---
datasets:
- gsarti/clean_mc4_it
- Chat-Error/wizard_alpaca_dolly_orca
base_model: meta-llama/Meta-Llama-3-8B-Instruct
model_creator: Marco Polignano - SWAP Research Group
language:
- en
- it
metrics:
- accuracy
pipeline_tag: text-generation
tags:
- facebook
- meta
- pythorch
- llama
- llama-3
- llamantino
license: llama3
---
## Model Details
*Last Update: 29/04/2024*
*GitHub Link* → [https://github.com/marcopoli/LLaMAntino-3-ANITA](https://github.com/marcopoli/LLaMAntino-3-ANITA)
**LLaMAntino-3-ANITA-8B-sft-DPO** is a model of the [**LLaMAntino**](https://huggingface.co/swap-uniba) - *Large Language Models family*.
The model is an instruction-tuned version of [**Meta-Llama-3-8b-instruct**](https://huggingface.co/meta-llama/Meta-Llama-3-8B-Instruct) (a fine-tuned **LLaMA 3 model**).
This model version aims to be the **Multilingual Base-Model** 🏁 to further fine-tune in the Italian environment.
The 🌟**ANITA project**🌟 *(**A**dvanced **N**atural-based interaction for the **ITA**lian language)*
wants to provide Italian NLP researchers with an improved model the for Italian Language 🇮🇹 use cases.
## Specifications
- **Model developers**: Ph.D. Marco Polignano - University of Bari Aldo Moro, Italy
- **Variations**: The model release has been **supervised fine-tuning (SFT)** using **QLoRA**, on a long list of instruction-based datasets. **DPO** approach over the *HuggingFaceH4/ultrafeedback_binarized* dataset is used to align with human preferences for helpfulness and safety.

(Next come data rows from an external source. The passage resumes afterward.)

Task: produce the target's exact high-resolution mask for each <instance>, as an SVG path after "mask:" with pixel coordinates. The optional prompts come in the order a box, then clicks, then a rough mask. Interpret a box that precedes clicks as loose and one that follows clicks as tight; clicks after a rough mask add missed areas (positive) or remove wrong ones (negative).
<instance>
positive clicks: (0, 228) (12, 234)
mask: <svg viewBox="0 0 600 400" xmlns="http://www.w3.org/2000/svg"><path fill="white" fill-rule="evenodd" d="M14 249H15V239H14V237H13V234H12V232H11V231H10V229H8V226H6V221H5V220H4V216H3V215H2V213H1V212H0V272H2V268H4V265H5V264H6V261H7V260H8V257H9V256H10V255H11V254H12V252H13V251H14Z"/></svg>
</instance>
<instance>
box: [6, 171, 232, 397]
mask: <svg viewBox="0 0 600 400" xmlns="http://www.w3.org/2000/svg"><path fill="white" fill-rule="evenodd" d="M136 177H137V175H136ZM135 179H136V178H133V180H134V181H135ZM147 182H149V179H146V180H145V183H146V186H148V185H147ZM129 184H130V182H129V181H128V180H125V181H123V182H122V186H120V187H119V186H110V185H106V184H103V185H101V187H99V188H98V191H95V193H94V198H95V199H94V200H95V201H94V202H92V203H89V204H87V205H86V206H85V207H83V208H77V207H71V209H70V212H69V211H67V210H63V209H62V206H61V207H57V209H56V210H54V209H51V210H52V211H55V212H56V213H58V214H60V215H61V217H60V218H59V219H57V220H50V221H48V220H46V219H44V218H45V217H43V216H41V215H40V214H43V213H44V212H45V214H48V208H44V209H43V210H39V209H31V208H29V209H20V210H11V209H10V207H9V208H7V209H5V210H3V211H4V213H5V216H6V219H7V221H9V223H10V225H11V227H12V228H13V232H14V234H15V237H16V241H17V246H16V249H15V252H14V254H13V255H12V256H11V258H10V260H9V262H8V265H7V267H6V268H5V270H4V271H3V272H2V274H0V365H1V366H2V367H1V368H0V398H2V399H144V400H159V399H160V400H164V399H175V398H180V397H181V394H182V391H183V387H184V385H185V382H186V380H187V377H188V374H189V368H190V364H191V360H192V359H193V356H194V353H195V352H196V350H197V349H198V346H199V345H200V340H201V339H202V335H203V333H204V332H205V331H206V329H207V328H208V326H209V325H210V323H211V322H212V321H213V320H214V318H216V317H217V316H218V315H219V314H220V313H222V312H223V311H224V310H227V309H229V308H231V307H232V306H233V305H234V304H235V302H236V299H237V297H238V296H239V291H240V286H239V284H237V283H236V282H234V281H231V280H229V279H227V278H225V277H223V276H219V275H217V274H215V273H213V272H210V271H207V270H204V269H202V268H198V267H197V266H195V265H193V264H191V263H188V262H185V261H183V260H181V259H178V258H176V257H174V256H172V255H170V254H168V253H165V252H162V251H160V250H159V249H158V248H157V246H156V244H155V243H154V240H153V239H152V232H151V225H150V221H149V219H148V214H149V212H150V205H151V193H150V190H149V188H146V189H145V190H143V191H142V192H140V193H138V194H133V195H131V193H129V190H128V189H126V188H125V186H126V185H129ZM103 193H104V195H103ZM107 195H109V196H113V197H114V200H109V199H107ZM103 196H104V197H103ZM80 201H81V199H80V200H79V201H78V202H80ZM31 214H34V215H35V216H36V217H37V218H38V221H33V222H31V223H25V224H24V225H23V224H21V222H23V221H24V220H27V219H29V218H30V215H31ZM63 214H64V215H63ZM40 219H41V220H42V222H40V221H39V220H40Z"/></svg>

- **Input**: Models input text only.
- **Output**: Models generate text and code only.
- **Model Architecture**: *Llama 3 architecture*.
- **Context length**: 8K, 8192.
## Playground
To use the model directly, there are many ways to get started, choose one of the following ways to experience it.
### Transformers
For direct use with `transformers`, you can easily get started with the following steps.
- Firstly, you need to install transformers via the command below with `pip`.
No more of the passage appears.